There is no denying that the stakes are very high here. Given the paucity of materials in English on queer culture in Japan, the texts by Summerhawk and Conlan have a disproportionate influence and threaten not only to seriously misrepresent the history of sexuality in Japan but also to reaffirm ingrained notions of Western superiority. And yet McLelland's critique of their methodology seems in some ways to substitute for a critical reflection on his own. In contrast to the Eurocentric, "modernizationist" activism of Conlan and Summerhawk, McLelland gives us a detached, encyclopedic, and seemingly even-handed account of sexual practices, nomenclatures, and cultures in Japan over the last eighty years or so. But if there is a bias in his account, it lies in his too zealous rejection of the "repressive hypothesis." Perhaps in reaction to those who have overemphasized the prevalence of homophobia in Japan, McLelland almost completely avoids any discussion [End Page 178] of the suffering experienced by Japanese "queers" at the hands of mainstream society. The result is that one comes away from the book with the impression that Japan is a very queer place indeed, a place where virtually anything goes. And this, of course, is just the other side of the Orientalist coin from Conlan's and Summerhawk's excessively gloomy vision of a Japan groaning under a restrictive "Confucianist" morality.

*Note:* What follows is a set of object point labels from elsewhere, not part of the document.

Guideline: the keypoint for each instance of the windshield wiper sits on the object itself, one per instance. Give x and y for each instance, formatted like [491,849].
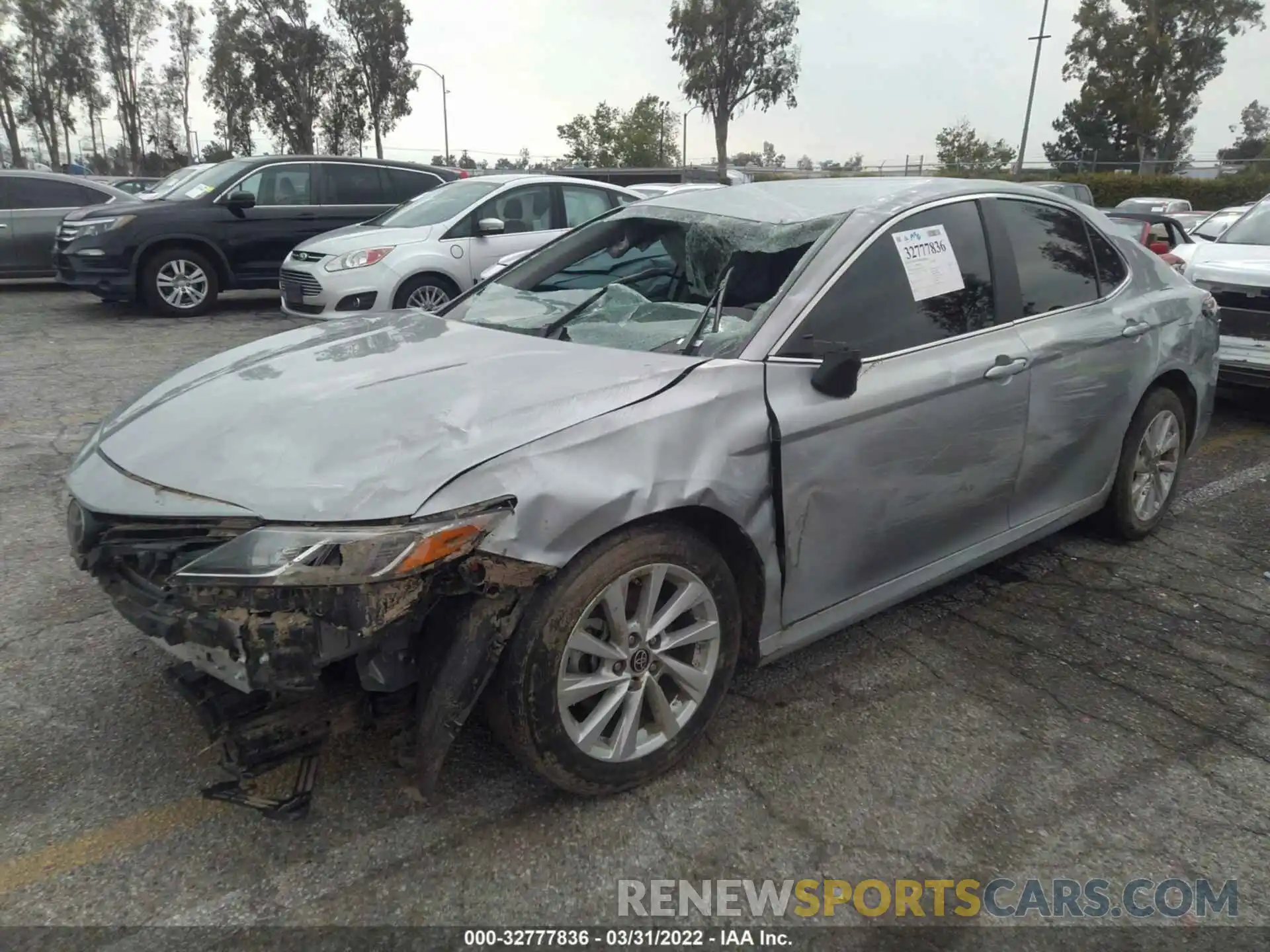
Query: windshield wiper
[716,301]
[559,323]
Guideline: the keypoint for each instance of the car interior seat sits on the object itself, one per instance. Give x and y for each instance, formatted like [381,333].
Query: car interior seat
[541,210]
[513,218]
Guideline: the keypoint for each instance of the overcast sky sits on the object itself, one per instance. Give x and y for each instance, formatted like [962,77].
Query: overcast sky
[879,77]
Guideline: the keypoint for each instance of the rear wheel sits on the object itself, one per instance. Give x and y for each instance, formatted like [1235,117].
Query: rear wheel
[1151,463]
[179,282]
[620,662]
[426,292]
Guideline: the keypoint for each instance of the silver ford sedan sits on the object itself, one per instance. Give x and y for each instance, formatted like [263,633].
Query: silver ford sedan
[698,430]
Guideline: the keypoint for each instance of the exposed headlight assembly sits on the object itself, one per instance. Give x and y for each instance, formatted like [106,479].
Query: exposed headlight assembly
[362,258]
[91,227]
[342,555]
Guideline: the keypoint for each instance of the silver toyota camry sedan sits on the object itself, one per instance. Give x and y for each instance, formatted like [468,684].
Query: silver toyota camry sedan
[698,432]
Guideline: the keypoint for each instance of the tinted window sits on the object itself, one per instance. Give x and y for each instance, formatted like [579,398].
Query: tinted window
[1052,252]
[521,210]
[437,205]
[280,184]
[872,307]
[346,183]
[408,184]
[50,193]
[582,204]
[198,180]
[1111,267]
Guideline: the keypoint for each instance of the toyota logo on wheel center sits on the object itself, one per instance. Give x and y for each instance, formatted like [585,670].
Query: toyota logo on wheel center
[640,659]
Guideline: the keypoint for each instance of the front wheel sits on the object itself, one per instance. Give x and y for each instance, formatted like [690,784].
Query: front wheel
[620,662]
[179,282]
[425,292]
[1151,463]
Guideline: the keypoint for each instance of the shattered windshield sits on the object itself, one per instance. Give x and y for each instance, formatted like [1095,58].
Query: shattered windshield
[647,278]
[1253,229]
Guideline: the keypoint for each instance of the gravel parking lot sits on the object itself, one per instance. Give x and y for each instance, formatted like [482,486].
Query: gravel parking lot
[1079,710]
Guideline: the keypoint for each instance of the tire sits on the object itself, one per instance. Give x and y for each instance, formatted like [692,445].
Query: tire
[1162,413]
[431,288]
[540,729]
[161,284]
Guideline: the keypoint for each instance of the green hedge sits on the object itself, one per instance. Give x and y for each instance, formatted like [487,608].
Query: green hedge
[1205,194]
[1109,188]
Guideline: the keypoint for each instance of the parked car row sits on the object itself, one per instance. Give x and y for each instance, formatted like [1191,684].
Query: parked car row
[382,238]
[429,251]
[228,226]
[32,206]
[1159,233]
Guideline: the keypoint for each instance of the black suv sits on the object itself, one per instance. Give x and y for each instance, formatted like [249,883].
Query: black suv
[228,227]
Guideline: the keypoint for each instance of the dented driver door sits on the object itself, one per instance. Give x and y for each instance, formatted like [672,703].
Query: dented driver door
[919,465]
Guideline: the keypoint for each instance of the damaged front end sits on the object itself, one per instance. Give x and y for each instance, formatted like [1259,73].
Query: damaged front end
[286,635]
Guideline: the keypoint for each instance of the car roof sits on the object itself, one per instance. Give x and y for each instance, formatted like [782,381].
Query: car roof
[1152,218]
[349,159]
[508,177]
[792,201]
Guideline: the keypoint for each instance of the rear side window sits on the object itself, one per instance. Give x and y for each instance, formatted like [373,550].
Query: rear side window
[874,306]
[1053,254]
[1111,267]
[51,193]
[407,184]
[582,204]
[347,183]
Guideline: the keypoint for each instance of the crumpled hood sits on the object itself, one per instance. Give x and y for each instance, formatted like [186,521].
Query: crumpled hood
[1231,264]
[353,238]
[365,418]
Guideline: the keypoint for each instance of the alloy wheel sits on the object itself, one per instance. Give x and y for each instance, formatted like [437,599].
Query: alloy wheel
[1155,467]
[639,663]
[182,284]
[427,298]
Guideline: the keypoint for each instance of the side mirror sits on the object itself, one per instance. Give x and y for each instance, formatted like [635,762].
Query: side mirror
[839,374]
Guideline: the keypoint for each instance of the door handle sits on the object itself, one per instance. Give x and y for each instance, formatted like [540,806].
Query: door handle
[1006,366]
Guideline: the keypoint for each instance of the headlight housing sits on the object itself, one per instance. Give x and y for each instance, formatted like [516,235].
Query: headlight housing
[92,227]
[341,555]
[362,258]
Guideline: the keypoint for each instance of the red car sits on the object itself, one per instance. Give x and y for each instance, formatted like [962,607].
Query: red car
[1159,233]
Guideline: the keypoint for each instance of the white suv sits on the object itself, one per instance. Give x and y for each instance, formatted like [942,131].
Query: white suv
[431,249]
[1236,270]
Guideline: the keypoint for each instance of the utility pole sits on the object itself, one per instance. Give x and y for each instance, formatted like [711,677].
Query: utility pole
[1032,93]
[686,135]
[444,116]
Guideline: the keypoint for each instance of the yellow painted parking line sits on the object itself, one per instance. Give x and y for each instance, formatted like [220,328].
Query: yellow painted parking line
[155,824]
[99,844]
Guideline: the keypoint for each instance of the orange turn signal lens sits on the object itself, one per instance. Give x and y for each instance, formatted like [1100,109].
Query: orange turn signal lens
[433,549]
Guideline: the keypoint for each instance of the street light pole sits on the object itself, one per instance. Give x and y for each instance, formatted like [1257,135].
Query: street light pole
[686,135]
[1032,93]
[444,116]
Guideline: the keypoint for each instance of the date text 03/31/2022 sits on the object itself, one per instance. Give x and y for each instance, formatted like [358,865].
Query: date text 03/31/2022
[625,938]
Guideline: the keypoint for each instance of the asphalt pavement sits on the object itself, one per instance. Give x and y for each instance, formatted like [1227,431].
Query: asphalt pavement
[1078,710]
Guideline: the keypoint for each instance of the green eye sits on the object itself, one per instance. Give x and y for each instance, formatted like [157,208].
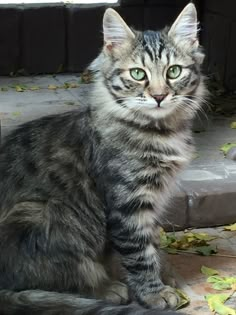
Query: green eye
[138,74]
[174,72]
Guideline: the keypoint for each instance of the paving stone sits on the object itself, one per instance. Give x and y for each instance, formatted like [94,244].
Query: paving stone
[207,193]
[9,38]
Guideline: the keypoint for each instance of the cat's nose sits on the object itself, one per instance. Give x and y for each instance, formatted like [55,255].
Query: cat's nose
[159,98]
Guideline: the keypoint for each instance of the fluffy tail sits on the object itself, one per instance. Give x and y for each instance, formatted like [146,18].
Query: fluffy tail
[49,303]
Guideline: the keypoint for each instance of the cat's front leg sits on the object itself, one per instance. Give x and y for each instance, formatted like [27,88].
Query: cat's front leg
[131,234]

There is one disturbing reference to transgender prostitutes (danshō) in the 1950s being murdered when their clients found out their actual sex. But here, as elsewhere in the book, McLelland avoids any serious discussion of the discrimination and even violence faced by Japan's queer communities. Instead, he merely notes that men looking for partners in the park in question were "much more likely to be consciously on the lookout for a transgender partner" (79). One would certainly hope that murder was the "less likely" scenario here. But surely the fact that it happened at all points to a much higher level of anxiety and animosity around gender and sexuality than McLelland's account would suggest. He is right to insist that the narrative of repression and liberation can grossly distort the history of sexuality. But in his zeal to avoid that narrative McLelland has painted perhaps a too rosy picture of "Queer Japan."